(The following opinion piece, by Aaron Freeman and Duff Conacher (Founding Directors of Democracy Watch), was published, in slightly different form, in the Halifax Chronicle-Herald and the Montreal Gazette in July 1997)
"It's as if two boxers get into a ring under the same rules, in the same weight category, with the same gloves and, all of a sudden, a spectator jumps in and starts hitting one of them with hammer."
That was how then-Chief Electoral Officer Jean-Marc Hamel described the effect of massive special interest advertising and advocacy efforts in the 1988 election.
In that election, business groups spent an estimated $13 million advertising in support of the free trade deal, while the deal's opponents spent roughly $1 million. Other expenses incurred in support of the deal included company inserts of free trade promotional material in employees' pay slips and mailings to shareholders, and meetings with employees on company time to lecture them on the benefits of the deal. Given that only one political party favoured the free trade deal, and that the deal was the key issue of the 1988 election, these "third party" efforts were clearly partisan in nature.
Similarly, in the federal election just passed, the National Citizens' Coalition, Campaign Life, and at least two unions ran attack ads against the Liberals worth hundreds of thousands of dollars.
Last year, a Canadian appeal court struck down a $1,000 limit on third-party spending as a violation of the Charter right to freedom of speech. The limit was first enacted by the Conservative government just before the 1993 election. While the $1,000 limit law was not well-designed, it also does not make sense that large corporations, unions and other special interests now face no spending restrictions during an election campaign. As in the U.S., they can easily outspend political party candidates, who are subject to spending limits, allowing their voice to be heard louder and more often than others.
The court held that massive advertising campaigns do not influence voters' decision-making, but it is simply not believable that these organizations would spend millions of dollars on a tactic that has no effect. The court's ruling ignores the fact that high spending by one side does affect the ability of all sides of a debate to by heard equally.
Moreover, studies do indicate that advertising is a potent tool in influencing voter behaviour. For example, according to a national survey of voters conducted shortly after the 1988 election, advocacy advertising tied with the leaders' debates as the most important factors in deciding on the issue. Thirty-one percent of respondents said advertising affected their vote, with half of the 31 percent saying it had a major impact.
To remedy this undemocratic situation, the Liberals promised in the 1993 Red Book to reform the Elections Act by imposing "tough spending rules to ensure that single-issue and special interest groups cannot distort the democratic electoral system." While the Liberals did appeal (unsuccessfully) the challenge of the $1,000 limit on third party spending, they did not keep their promise to solve the problem by amending the Elections Act.
The problem could be solved by extending the principle of "one person, one vote" to this area of electoral participation. This would result in a restriction on third-party spending based upon the actual popular support for the third party. One person would be allowed to spend a limited amount in their riding and the same amount on a national level.

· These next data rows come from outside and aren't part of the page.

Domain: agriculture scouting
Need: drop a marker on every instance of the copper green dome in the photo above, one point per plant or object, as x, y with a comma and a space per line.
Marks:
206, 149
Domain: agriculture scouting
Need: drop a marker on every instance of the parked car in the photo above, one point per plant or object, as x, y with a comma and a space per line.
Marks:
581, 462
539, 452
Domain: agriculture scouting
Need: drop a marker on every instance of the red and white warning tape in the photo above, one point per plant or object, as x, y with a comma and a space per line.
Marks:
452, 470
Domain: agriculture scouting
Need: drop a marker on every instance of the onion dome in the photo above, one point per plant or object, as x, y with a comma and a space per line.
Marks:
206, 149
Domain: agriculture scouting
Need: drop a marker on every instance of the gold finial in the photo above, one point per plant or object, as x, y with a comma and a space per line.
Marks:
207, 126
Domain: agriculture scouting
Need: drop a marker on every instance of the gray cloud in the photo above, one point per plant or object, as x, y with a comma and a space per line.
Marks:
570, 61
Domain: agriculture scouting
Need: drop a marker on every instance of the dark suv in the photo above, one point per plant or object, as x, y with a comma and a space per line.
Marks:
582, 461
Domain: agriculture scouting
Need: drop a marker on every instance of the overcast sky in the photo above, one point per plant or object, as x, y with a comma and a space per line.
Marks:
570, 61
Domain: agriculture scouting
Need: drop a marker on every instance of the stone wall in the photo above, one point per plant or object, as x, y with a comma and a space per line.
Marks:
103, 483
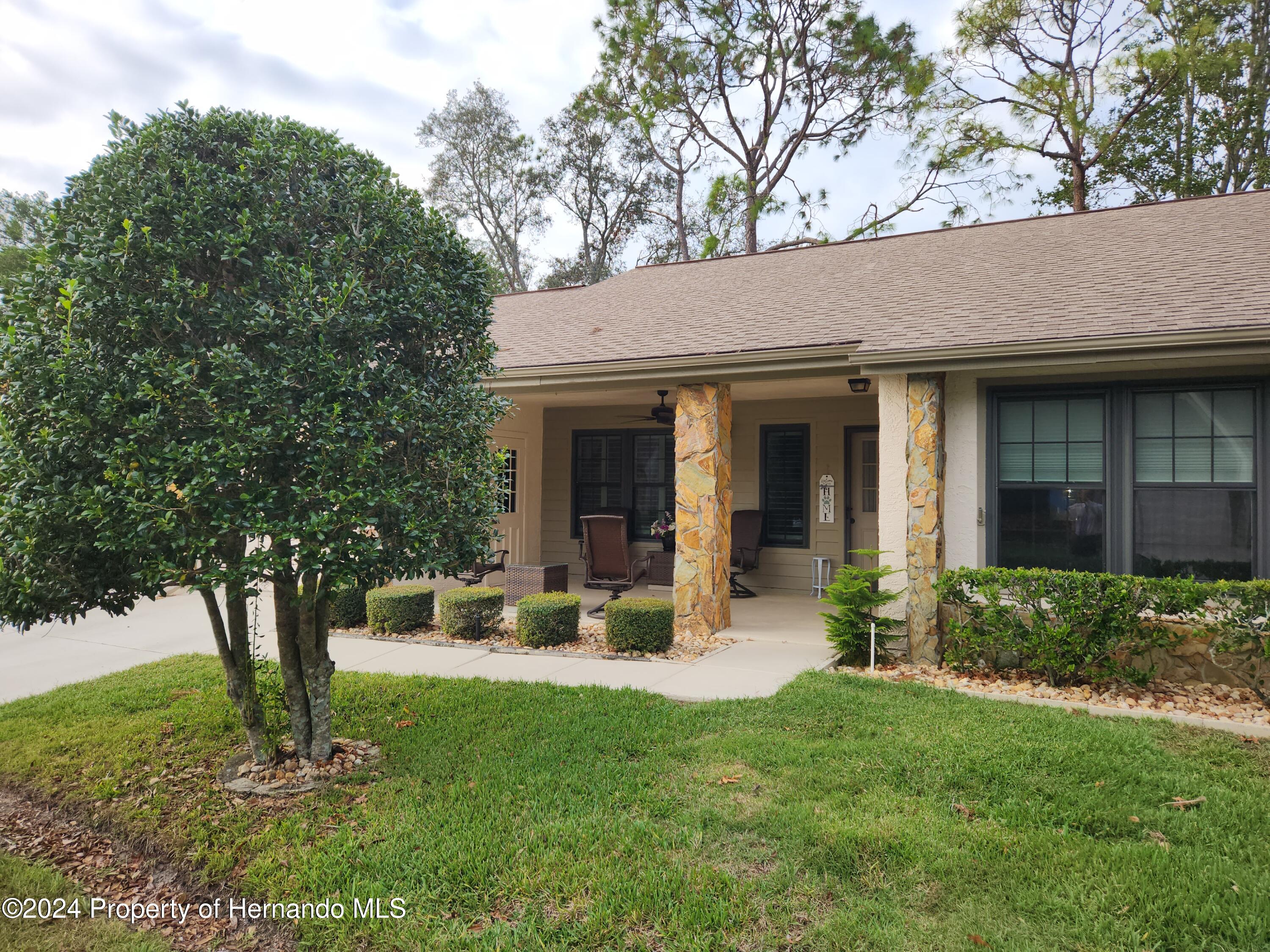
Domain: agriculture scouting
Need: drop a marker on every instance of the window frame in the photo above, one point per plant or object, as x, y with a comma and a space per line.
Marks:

Any organization would be allowed to spend the same amount for each member they have in a riding, and the same amount per member on a national level.
For example, if the limit per person was $100, an organization with 100 members in a particular riding and 1,000 members nation-wide would be allowed to spend $10,000 in that riding, and $100,000 on their national campaign. Spending by parties is currently limited in a similarly reasonable way: candidates in each riding can spend a specific amount (about 50 cents) per constituent in their campaign, and for each riding in which a party has a candidate, it can spend the same amount nationally.
Organizations, corporations and unions would have to demonstrate that their members or shareholders supported the spending of funds in a particular way (e.g. to defeat a particular candidate or party, or to promote a specific stand on an issue), before they could spend any money.
Also, as with political donations, money spent on lobbying and advertising (both during and between elections) is subsidized by taxpayers as corporations can deduct these expenses from their taxes. This loophole should be closed. It's bad enough that corporations already pass on the costs of these ad campaigns to consumers through higher prices for products and services.
In addition, corporations should have to disclose their advertising expenses for advocating a particular political view to Elections Canada and the public.
If political parties and riding associations were required to disclose similar expenses in between elections, it would maintain consistency throughout the system, helping to negate Charter challenges to these requirements.
Countries like Canada, which call themselves democracies, should have a political system which ensure equality of access and influence for every person. A good place to start is to ensure that the principle of one person, one vote is upheld throughout the political system, including in the area of third-party spending.